Tuesday, 7 June 2016

The Return of Captain John Emmett - Elizabeth Speller

This was Speller's first book, and a good one too.  An amateur detective, some red herrings, and a friend who rates Mrs Christie (Agatha) highly was only part of the joy I discovered between the sadness of the story.  Laurence Bartram escaped death in WW1, and several years later finds himself with a lot of time on his hands, and a book to write.  A book about ancient churches of England.  The manuscript is not finished, and sits under a layer of dust in his small flat in London, whilst he stares out of the window, thinking about his past. A past which includes the death of his wife and child, bravery in the war, a book to write and somehow nothing to urge him on.   Until, that is, a letter from the sister of an old schoolfriend arrives, and he is asked to find out why that friend committed suicide.                                                                                                                                                    

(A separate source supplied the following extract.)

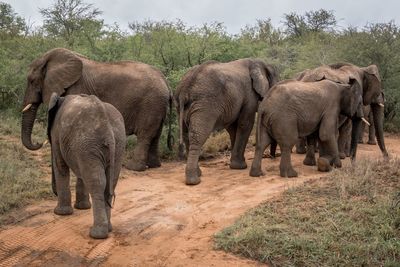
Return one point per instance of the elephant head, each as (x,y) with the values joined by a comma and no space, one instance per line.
(367,78)
(351,100)
(263,76)
(55,71)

When he gets to re-meet Mary Emmett she asks if he could possibly find out for her.  He remembers John Emmett fondly because of a great kindness when he was a young teen.  He remembers Mary Emmett from that time, and marvels that she is still the attractive woman he remembers from his teens.  He agrees to make a few enquiries and in modern parlance, that's when the can of worms is opened.  What he uncovers is a dreadful perversion of justice, much cruelty and a great deal of revenge.

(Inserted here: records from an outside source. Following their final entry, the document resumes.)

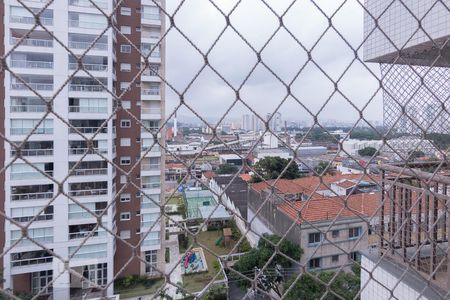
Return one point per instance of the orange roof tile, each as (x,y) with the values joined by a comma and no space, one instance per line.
(364,205)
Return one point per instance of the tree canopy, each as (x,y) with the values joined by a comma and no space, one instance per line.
(272,167)
(345,284)
(367,151)
(227,169)
(258,257)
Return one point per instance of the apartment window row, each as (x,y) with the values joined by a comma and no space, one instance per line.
(316,237)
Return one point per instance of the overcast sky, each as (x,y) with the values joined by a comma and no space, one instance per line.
(210,96)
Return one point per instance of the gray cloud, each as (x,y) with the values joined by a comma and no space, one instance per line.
(210,96)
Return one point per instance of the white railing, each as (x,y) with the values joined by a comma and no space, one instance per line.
(86,45)
(85,88)
(149,16)
(88,109)
(34,86)
(154,185)
(88,129)
(31,261)
(90,192)
(30,20)
(81,151)
(34,152)
(86,25)
(87,3)
(89,67)
(150,91)
(31,64)
(150,110)
(150,167)
(32,196)
(84,214)
(29,175)
(33,42)
(84,234)
(28,108)
(88,172)
(16,131)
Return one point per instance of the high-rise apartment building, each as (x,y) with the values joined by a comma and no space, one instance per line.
(77,160)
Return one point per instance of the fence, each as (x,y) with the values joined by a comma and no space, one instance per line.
(376,231)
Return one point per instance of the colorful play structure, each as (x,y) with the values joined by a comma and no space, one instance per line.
(193,262)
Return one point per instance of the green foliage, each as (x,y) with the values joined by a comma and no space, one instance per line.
(183,241)
(322,168)
(441,140)
(345,285)
(368,151)
(258,257)
(271,168)
(217,292)
(227,169)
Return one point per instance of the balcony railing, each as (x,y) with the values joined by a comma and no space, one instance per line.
(81,151)
(149,16)
(86,45)
(32,196)
(86,25)
(150,110)
(88,129)
(43,217)
(84,234)
(34,152)
(34,86)
(84,214)
(88,109)
(33,42)
(150,167)
(85,88)
(29,175)
(87,3)
(150,91)
(31,261)
(155,185)
(32,64)
(16,131)
(88,172)
(89,67)
(90,192)
(28,108)
(30,20)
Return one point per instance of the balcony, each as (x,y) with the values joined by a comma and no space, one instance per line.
(33,39)
(30,258)
(32,192)
(31,20)
(87,3)
(35,82)
(31,64)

There are descriptions of some of the horrors of war, but not such much the death and destruction caused by the battlefield, but a good deal about those soldiers "shot at dawn" - meaning that they were sentenced to death because of extreme cowardice or desertion.  In fact over 300 servicemen were executed in WW1, although over 3,000 death sentences were issued, most were commuted.  Only three officers suffered the same fate.                                                                                                                                                                                                                                                                   This was a book I couldn't put down, and Speller has a lovely style.  Some good read herrings make the final reveal a bit of a gasper,  and it is then that all the loose ends are knitted together - including a rather shocking epilogue which must not be ignored.  And does Laurence get the girl?  for that is the side story in this book.  He is attracted, but does not think it seemly at first.  She seems to like him but there are mysteries about Mary.  You'll find out.